Reflecting On The MDGs

December 31, 2015, will mark the end of the United Nations’ Millennium Development Goals (MDGs), and governments worldwide have already reported significant improvements for many of the Goals. 

Adopted in September 2000, the MDGs commit world leaders to eight measurable goals designed to halve extreme poverty and make human development a top priority for all countries.  These time-bound targets have had the world galvanized unprecedented efforts to halt the spread of HIV/AIDS, reduce child mortality, improve maternal health and achieve universal primary education by 2015.

It is safe to say the world has made massive strides towards reaching the MDGs. The target to halve the number of people living in extreme poverty has already been reached. In the current context, the number of people in extreme poverty has declined by an estimated 130 million, according to the 2014 MDGs report. It may be recalled that in 1990, almost half of the population in developing regions lived on less than $1.25 a day. It took global effort to drop that rate to 22 percent, reducing the number of people living in extreme poverty by 700 million. China, for instance, has reduced its number of extreme poor by 81 percent —meaning that an additional half a billion people now live on more than $1.25 per day.

There has also been marked improvement in primary education. Ninety percent of children in developing regions now enjoy primary education, and disparities between boys and girls in enrollment have narrowed, as recorded by the UN its 2014 MDGs report. Pakistan is the only nation “that is certain not to achieve this goal by 2015” .

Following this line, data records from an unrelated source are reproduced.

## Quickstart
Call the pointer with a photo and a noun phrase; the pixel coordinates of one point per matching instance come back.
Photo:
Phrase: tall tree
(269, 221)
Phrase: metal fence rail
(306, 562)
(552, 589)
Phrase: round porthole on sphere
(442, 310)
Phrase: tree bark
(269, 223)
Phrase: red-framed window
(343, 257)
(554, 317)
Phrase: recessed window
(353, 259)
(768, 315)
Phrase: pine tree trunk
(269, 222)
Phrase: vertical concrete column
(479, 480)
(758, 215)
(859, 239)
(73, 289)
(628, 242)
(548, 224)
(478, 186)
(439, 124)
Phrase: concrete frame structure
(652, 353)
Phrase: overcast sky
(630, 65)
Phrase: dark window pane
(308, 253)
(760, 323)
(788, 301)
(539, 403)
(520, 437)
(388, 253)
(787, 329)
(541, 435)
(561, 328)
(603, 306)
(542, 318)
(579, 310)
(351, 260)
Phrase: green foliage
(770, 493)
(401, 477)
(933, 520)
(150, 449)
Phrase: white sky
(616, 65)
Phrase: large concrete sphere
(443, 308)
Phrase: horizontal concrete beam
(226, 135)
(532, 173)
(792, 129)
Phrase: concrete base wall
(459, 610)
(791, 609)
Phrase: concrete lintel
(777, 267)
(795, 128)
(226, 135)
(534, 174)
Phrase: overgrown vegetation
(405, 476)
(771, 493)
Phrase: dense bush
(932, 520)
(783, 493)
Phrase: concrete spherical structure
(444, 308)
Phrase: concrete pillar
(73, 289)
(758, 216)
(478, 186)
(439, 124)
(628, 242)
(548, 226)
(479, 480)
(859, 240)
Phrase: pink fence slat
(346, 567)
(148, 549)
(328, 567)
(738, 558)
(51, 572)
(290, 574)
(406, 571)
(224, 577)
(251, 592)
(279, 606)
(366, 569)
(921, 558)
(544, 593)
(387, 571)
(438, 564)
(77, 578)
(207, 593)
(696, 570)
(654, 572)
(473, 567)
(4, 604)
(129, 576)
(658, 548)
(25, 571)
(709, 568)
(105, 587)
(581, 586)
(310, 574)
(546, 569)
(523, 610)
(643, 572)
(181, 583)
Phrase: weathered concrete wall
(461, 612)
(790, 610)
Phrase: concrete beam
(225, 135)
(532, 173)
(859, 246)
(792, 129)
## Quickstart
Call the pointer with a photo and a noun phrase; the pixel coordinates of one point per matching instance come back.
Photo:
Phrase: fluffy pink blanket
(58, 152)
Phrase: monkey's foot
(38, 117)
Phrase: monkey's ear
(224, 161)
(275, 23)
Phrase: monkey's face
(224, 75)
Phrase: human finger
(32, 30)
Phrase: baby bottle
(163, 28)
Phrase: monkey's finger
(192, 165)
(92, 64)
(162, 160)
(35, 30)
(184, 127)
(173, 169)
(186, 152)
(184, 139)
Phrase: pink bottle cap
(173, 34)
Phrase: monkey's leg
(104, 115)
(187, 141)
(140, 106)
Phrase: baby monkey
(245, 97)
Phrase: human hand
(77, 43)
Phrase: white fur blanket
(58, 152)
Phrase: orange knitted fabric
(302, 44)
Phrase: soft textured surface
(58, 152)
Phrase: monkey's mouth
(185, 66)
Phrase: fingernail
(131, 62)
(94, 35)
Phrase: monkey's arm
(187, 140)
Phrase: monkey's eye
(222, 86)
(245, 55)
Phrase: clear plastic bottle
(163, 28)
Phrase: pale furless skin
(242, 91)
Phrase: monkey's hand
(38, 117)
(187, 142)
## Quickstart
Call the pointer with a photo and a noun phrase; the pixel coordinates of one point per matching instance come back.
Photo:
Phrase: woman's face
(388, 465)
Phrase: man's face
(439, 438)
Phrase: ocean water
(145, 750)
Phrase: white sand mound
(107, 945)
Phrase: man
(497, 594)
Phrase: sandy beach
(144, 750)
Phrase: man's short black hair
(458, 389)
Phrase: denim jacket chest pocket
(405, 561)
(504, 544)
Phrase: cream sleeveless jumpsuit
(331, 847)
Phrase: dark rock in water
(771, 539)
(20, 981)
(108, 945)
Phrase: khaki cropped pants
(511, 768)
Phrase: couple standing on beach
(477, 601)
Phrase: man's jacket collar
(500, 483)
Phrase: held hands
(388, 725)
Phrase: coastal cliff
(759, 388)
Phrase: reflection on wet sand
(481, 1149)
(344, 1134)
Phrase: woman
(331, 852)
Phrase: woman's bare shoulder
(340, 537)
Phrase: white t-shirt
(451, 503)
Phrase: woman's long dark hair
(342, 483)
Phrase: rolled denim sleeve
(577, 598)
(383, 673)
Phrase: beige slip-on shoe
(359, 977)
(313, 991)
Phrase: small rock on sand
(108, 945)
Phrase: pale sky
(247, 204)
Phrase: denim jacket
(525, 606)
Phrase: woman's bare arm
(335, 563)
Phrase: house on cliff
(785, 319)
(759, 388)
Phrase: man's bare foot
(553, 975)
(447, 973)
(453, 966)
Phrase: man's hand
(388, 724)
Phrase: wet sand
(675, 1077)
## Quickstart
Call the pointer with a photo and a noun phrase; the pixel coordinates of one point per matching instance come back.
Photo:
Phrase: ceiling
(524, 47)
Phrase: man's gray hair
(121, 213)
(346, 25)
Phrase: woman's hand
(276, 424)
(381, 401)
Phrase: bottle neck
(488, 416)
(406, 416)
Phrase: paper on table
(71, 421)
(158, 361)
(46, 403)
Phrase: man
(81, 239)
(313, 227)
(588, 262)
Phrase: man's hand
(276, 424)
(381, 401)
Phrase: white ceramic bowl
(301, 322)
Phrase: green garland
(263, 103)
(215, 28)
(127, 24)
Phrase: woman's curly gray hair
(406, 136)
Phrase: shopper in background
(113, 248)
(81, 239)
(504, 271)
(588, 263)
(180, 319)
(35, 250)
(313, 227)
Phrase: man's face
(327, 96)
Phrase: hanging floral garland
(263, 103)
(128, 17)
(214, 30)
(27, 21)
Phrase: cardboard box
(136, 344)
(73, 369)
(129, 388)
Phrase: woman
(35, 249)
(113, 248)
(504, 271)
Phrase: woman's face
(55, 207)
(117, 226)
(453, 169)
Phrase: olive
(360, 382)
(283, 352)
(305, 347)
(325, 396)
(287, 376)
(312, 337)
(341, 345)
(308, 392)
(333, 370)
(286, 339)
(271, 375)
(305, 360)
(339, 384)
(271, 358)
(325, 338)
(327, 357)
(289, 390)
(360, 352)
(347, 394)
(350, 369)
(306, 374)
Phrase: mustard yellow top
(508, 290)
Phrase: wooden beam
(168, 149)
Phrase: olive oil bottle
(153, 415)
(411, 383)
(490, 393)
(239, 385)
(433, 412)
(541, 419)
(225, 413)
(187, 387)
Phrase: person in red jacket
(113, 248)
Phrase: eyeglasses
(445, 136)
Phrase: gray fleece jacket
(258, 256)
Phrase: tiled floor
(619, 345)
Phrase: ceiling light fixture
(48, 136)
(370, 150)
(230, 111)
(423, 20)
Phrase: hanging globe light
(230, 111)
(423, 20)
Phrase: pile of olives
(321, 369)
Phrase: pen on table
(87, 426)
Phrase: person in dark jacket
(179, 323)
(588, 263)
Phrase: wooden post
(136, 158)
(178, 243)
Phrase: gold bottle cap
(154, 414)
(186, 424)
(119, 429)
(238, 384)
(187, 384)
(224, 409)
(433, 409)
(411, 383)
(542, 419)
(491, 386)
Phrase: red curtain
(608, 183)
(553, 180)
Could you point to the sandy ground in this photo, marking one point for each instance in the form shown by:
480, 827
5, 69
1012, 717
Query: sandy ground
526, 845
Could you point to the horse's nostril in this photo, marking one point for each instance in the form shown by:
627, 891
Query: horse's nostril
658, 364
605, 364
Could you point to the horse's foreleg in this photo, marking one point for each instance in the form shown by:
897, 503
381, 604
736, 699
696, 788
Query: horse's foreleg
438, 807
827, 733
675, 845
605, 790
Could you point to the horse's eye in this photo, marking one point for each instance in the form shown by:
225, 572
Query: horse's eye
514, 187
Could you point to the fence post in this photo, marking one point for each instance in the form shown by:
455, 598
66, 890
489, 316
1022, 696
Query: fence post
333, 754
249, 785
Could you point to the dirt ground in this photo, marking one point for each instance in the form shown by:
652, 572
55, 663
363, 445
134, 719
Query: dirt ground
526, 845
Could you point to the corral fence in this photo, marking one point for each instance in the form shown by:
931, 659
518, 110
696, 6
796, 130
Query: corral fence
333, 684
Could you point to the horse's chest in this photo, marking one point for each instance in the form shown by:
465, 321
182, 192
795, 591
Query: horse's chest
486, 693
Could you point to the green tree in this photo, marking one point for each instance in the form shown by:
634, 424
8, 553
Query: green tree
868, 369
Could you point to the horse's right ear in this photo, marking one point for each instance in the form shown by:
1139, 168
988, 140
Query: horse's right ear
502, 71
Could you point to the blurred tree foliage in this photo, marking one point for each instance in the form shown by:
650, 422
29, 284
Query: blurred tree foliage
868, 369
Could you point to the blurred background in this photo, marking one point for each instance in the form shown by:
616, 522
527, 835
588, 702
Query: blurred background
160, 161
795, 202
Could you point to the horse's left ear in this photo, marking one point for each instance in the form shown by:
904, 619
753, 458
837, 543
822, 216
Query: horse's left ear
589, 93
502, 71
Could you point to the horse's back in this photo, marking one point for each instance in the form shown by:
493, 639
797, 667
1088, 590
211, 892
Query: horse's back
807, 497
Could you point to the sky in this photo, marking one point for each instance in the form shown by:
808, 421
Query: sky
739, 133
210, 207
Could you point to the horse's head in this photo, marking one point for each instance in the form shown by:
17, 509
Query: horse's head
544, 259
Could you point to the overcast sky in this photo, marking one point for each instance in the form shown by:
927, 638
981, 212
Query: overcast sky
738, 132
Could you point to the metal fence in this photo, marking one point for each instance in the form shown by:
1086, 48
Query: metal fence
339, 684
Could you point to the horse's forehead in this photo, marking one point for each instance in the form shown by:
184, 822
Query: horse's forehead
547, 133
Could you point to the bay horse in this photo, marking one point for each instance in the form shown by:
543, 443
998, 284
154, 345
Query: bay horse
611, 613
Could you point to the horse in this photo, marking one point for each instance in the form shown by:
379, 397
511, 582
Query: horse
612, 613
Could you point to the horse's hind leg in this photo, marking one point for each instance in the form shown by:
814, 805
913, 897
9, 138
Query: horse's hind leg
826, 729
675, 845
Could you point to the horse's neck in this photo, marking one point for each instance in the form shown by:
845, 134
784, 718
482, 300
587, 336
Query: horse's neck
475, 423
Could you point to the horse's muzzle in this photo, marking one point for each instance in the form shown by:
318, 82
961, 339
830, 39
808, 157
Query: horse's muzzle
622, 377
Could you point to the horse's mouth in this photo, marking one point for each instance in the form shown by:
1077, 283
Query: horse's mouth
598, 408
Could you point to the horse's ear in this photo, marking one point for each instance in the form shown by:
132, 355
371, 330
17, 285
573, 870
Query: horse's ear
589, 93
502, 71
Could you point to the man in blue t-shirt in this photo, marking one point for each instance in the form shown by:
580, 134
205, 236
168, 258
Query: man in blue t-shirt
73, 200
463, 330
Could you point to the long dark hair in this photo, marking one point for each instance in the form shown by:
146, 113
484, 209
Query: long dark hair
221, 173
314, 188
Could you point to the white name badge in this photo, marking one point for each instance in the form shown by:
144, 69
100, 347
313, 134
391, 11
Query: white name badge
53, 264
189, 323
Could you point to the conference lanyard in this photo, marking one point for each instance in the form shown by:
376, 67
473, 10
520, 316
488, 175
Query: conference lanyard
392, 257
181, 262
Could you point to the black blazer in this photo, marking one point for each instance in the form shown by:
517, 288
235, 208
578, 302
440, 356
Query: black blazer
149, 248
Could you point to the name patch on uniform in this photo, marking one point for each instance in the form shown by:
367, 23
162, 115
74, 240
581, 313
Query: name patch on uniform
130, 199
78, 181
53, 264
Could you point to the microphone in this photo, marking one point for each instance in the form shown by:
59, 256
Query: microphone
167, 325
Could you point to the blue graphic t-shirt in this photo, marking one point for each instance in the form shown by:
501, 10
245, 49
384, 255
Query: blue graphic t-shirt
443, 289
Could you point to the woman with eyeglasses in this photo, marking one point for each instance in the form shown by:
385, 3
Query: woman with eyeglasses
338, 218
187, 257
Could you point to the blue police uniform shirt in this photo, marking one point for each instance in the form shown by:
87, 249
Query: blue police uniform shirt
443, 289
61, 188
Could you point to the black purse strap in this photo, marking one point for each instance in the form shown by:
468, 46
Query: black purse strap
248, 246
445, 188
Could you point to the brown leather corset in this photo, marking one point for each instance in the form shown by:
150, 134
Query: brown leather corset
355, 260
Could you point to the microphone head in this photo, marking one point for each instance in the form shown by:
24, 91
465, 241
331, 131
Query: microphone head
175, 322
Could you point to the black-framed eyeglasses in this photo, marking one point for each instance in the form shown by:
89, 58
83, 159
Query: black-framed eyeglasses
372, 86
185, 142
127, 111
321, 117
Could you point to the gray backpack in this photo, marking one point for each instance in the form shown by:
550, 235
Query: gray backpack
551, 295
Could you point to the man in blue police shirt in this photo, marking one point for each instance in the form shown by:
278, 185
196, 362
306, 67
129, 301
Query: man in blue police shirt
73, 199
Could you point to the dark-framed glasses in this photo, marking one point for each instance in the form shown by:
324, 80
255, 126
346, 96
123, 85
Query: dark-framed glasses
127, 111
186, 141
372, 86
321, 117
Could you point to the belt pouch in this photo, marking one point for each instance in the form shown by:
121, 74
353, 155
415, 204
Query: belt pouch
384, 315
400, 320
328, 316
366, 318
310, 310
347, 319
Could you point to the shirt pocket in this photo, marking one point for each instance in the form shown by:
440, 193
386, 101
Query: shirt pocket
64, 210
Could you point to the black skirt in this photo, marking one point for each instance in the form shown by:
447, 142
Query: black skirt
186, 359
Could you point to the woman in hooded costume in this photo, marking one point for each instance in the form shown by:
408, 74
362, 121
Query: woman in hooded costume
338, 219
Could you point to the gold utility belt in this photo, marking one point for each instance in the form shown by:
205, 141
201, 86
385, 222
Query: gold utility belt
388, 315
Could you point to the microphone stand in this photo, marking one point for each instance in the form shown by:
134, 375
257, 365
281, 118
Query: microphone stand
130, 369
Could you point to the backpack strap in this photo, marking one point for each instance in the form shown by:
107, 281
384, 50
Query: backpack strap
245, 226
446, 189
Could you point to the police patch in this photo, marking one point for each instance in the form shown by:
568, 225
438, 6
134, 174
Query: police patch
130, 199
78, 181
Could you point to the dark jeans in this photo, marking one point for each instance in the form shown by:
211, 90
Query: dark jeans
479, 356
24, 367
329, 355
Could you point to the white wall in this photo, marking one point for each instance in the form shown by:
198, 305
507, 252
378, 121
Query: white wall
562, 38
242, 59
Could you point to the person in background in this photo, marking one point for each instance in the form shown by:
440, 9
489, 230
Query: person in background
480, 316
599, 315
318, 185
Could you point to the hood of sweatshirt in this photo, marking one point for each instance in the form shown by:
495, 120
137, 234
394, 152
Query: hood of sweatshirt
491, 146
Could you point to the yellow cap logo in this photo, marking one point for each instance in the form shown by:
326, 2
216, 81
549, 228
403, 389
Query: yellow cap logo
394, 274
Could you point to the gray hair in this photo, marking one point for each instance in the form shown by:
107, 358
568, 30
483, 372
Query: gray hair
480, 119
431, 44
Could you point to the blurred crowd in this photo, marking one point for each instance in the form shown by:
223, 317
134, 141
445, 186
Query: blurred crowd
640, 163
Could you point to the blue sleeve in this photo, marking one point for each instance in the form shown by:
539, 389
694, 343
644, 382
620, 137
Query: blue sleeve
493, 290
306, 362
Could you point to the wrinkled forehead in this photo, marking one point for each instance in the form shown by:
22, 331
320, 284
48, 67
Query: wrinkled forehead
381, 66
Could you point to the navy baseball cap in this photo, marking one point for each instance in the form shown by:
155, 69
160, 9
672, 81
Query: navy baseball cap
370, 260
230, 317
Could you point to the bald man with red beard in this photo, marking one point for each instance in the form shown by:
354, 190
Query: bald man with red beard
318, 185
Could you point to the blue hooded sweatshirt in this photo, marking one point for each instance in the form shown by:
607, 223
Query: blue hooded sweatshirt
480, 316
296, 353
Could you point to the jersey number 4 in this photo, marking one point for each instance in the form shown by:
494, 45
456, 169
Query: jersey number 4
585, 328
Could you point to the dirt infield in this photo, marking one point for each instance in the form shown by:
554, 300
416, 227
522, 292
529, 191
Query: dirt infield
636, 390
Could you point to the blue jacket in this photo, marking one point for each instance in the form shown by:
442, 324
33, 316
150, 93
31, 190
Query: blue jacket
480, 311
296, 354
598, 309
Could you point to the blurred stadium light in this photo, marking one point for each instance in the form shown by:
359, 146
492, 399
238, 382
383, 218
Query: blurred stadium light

The likelihood of a child dying before age five has been nearly cut in half over the last two decades. That means about 17,000 children are saved every day. Annie Malknecht, in an article published by the Center for American Progress, named Niger as the only African country to have achieved the highest absolute reduction [in child mortality rate]. The average reduction in child deaths for sub-Saharan Africa is 22 percent, which Niger exceeds. Also, having a mother with primary education reduces child death rates by almost half in the Philippines and around one third in Bolivia, according to UNESCO . At the same time, maternal mortality ratio dropped by “45 percent between 1990 and 2013, from 380 to 210 deaths per 100,000 live births”. However, maternal death still demands more attention.

Conversely, there still exist huge disparities across and within countries. As noted by the Millennium Project, food insecurity is prevalent in Sub-Saharan Africa, coupled with a rise in extreme poverty, stunningly high child and maternal death. Asia is the region with the fastest progress, but even there, hundreds of millions of people remain in extreme poverty, and even fast-growing countries fail to achieve some of the non-income Goals. Other regions have mixed records, notably Latin America, the transition economies, and the Middle East and North Africa, often with slow or no progress on some of the Goals and persistent inequalities undermining progress on others, as revealed by the Millennium Project.

In spite of these notable shortfalls for most of the MDGs, tremendous progress has been made. The MDGs have been extremely significant and the most effective anti-poverty, anti-maternal and child mortality push in history. Today, the lives of millions of people have been improved and targets have already been met on reducing poverty, increasing access to safe water, improving the lives of slum dwellers and achieving gender parity in primary education. Also, hunger continues to decline.